By Chris Maxcer MacNewsWorld Part of the ECT News Network
01/09/08 4:00 AM PT
The film, video and music industries use a lot of Mac-based applications, all of which can create vast amounts of data quickly. Nexsan's new SATABeast Xi is aimed primarily at organizations that want to store uncompressed, real-time HDTV, as well as multi-stream analog TV signals and do high quality video editing with no frame drops. The Xi is optimized to work with Xserve and Mac Pro environments.
Nexsan Technologies is moving into the high-end storage market for Mac-using organizations by offering a new high-density disk storage solution that will ramp up to a whopping 42 terabytes. Its SATABeast Xi is based on the company's SATABeast, but the Xi has been modified to work with the Apple (Nasdaq: AAPL) Xserve and integrate into Mac Pro markets.
In addition to a new user interface that's geared for customers familiar with Leopard, the SATABeast Xi has a new front cover that complements Apple's own product designs.
Beyond the easy integration and pretty cover, the heart of the SATABeast Xi is contained in only 4U of rack space, and it delivers dual-function Fibre Channel and iSCSI connectivity with wire-speed performance with up to 42 drives. While it's optimized for the Apple Xserve and Mac Pro environments, Nexsan says it can be used as a storage solution in mixed environments with other operating systems.
Who Needs It?
What kind of customer needs this kind of storage?
The short answer is, "anybody who's looking at 10 terabytes or more of storage for their environment," Bob Woolery, Nexsan's senior vice president of marketing , told MacNewsWorld. If a customer needs to go higher, "they can scale up to 42 terabytes without having to change the physical footprint in the rack."
Many customers with large storage needs turn to tape-based systems because they are generally the most cost-effective solutions; however, tape doesn't provide fast data access.
Woolery noted that the film, video and music industries use a lot of Mac-based applications, all of which can create vast amounts of data quickly. The SATABeast Xi is aimed primarily at organizations that want to store uncompressed, real-time HDTV, as well as multi-stream analog TV signals and do high quality video editing with no frame drops.
"A lot of that data, once you create it, you're going to keep it forever, and you're going to want to keep it online because someone may need to access it fairly quickly, and when you do, you want disk performance, not tape performance," Woolery explained. "Tape, by nature, has a very long response time.
"In addition, Apple has a big footprint in clustered servers, in higher education. Those environments are using lots of data, so we provide a very robust enterprise-class reliability product to put the data on -- and then have the performance needed to feed those clusters so they can process that data," he said.
Energy Efficiency
While tape is slow, it's also energy-efficient.

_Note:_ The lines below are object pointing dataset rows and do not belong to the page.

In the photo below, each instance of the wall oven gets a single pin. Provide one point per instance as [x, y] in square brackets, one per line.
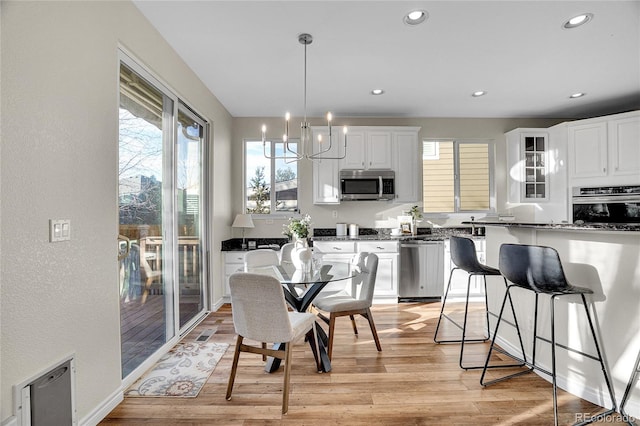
[361, 185]
[606, 204]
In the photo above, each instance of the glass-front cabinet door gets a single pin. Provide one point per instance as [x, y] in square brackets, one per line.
[535, 172]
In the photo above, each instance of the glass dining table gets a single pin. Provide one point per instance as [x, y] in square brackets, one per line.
[300, 289]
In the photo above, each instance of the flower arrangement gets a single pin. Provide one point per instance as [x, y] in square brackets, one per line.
[416, 213]
[298, 228]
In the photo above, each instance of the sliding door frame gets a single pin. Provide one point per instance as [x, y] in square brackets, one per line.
[170, 213]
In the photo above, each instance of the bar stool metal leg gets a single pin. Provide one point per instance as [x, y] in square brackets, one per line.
[464, 340]
[627, 392]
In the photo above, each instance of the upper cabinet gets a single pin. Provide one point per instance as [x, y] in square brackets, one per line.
[624, 137]
[528, 165]
[368, 149]
[406, 163]
[588, 150]
[326, 188]
[605, 150]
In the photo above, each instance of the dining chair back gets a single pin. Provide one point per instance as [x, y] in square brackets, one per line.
[260, 257]
[260, 313]
[356, 302]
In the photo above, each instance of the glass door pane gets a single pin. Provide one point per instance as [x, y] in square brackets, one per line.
[190, 131]
[146, 313]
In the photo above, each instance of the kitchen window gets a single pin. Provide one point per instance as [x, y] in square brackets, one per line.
[457, 176]
[270, 185]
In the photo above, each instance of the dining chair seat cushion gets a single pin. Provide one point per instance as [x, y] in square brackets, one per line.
[341, 301]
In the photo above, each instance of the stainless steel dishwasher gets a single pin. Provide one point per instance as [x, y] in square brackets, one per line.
[421, 270]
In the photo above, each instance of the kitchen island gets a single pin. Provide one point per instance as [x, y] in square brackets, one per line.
[604, 258]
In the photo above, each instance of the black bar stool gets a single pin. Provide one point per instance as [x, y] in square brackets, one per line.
[538, 269]
[463, 255]
[627, 392]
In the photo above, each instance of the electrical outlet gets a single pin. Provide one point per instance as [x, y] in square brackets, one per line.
[59, 230]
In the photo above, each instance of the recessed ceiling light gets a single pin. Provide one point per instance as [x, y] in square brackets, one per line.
[578, 20]
[415, 17]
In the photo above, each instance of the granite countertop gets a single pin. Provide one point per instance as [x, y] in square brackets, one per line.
[369, 234]
[619, 227]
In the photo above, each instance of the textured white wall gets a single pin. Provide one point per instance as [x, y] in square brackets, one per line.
[59, 86]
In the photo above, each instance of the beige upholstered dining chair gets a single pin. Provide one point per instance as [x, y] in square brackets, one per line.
[260, 257]
[260, 313]
[356, 302]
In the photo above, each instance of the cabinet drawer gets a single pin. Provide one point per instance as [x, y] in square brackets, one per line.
[378, 246]
[233, 268]
[334, 246]
[233, 257]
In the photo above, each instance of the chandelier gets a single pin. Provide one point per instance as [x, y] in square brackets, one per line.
[304, 147]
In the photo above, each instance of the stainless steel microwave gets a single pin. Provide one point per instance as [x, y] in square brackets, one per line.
[363, 185]
[606, 204]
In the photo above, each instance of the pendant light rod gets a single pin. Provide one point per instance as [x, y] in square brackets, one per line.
[306, 139]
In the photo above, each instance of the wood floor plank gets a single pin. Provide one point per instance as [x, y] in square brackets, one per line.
[413, 381]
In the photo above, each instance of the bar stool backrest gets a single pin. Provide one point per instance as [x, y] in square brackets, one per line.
[463, 254]
[535, 267]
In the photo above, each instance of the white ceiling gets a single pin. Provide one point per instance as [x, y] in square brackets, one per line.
[247, 53]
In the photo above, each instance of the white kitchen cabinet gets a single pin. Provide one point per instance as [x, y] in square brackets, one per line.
[386, 290]
[368, 149]
[326, 184]
[407, 165]
[588, 150]
[527, 157]
[605, 151]
[233, 262]
[460, 277]
[624, 140]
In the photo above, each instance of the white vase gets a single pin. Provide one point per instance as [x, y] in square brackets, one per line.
[301, 255]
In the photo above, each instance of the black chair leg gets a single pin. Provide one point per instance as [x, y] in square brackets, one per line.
[444, 302]
[521, 362]
[607, 380]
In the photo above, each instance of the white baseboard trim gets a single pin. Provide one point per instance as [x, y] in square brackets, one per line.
[102, 410]
[218, 304]
[10, 421]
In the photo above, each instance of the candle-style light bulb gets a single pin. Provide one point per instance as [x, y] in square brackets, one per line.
[287, 116]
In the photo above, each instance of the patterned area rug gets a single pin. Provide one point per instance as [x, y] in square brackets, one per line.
[180, 372]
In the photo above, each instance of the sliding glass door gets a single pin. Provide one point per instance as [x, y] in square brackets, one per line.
[160, 198]
[190, 197]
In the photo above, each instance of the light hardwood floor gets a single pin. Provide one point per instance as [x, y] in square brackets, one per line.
[413, 381]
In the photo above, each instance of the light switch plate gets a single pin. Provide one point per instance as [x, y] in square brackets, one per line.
[59, 230]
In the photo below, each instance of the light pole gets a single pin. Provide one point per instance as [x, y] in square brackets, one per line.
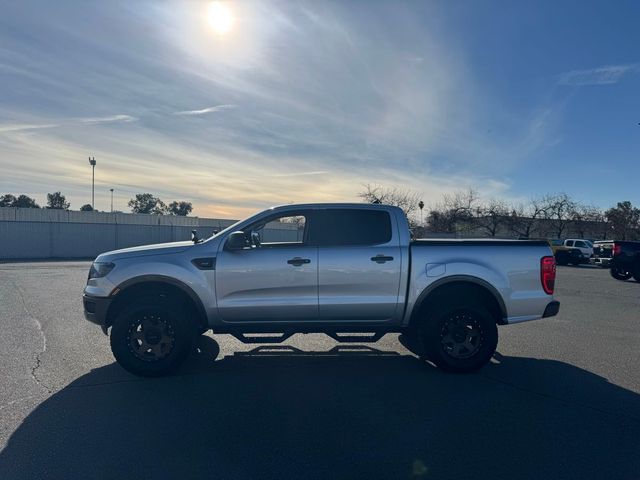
[92, 162]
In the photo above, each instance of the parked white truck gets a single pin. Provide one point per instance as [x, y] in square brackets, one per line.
[339, 269]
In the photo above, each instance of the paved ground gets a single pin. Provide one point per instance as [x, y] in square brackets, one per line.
[561, 400]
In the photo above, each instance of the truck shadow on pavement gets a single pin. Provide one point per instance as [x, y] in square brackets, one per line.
[354, 412]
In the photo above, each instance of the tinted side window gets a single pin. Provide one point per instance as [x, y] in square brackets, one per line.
[350, 227]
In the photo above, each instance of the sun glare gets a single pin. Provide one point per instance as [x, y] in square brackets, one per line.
[220, 17]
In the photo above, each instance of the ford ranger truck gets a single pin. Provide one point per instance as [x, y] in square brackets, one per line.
[337, 269]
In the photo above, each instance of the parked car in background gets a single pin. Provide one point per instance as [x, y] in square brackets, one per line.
[564, 255]
[352, 269]
[584, 246]
[602, 253]
[626, 260]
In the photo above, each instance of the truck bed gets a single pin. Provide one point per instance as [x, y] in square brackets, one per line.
[434, 242]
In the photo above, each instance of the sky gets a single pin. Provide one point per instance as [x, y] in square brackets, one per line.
[243, 105]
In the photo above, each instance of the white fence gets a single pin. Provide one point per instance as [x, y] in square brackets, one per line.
[32, 233]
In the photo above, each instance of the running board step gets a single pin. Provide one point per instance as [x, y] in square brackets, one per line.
[262, 338]
[364, 338]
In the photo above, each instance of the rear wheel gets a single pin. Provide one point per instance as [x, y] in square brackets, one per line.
[620, 274]
[459, 338]
[151, 337]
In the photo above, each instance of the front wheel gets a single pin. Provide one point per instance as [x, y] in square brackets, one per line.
[460, 339]
[151, 337]
[620, 274]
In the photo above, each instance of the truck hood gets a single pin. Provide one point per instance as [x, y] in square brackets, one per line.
[145, 250]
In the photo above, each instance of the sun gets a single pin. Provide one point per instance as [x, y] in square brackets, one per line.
[221, 17]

The SATABeast Xi attempts to fill the gap between the energy savings a company might see with tape that is simply sitting idle versus content that is stored on primary disks that are constantly spinning and consuming energy. Nexsan's AutoMAID (Massive Array of Idle Disks) lets the SATABeast Xi place its disk drives in an idle state to conserve energy -- but still lets them leap to life to provide "near-instantaneous" access to data, Nexsan says.
Room for Competition
Apple, of course, offers its own high-end storage solution, the Xserve RAID, which holds up to 14 drives and caps out at 10.5 terabytes. The SATABeast Xi, in contrast, holds up to 42 drives and 42 terabytes and offers iSCSI in addition to Fibre Channel for connectivity. Of course, high-end storage solutions can be linked together to store mind-boggling amounts of data. For example, the Apple Xserve RAID could let a customer continue to add drives for storage space limited only by budget. Still, plenty of customers fit into Nexsan's 10 to 42 terabtye sweet spot.
"Our customers produce the highest-quality rich media content, including HD television programming and feature-length movies, and have been challenging us to develop a rock-solid storage solution for Xserve and other environments," noted Chris Donoyan, president and founder of HomeRun Media, a systems integrator in the media and entertainment market located in Los Angeles. "We've never had an available solution like SATABeast Xi that delivers high density storage and energy savings all in one package for both fibre channel and iSCSI."
For the SATABeast Xi, prices start at US$1,200 per terabyte, and it will be sold through Nexsan's business partner sales channel starting in March.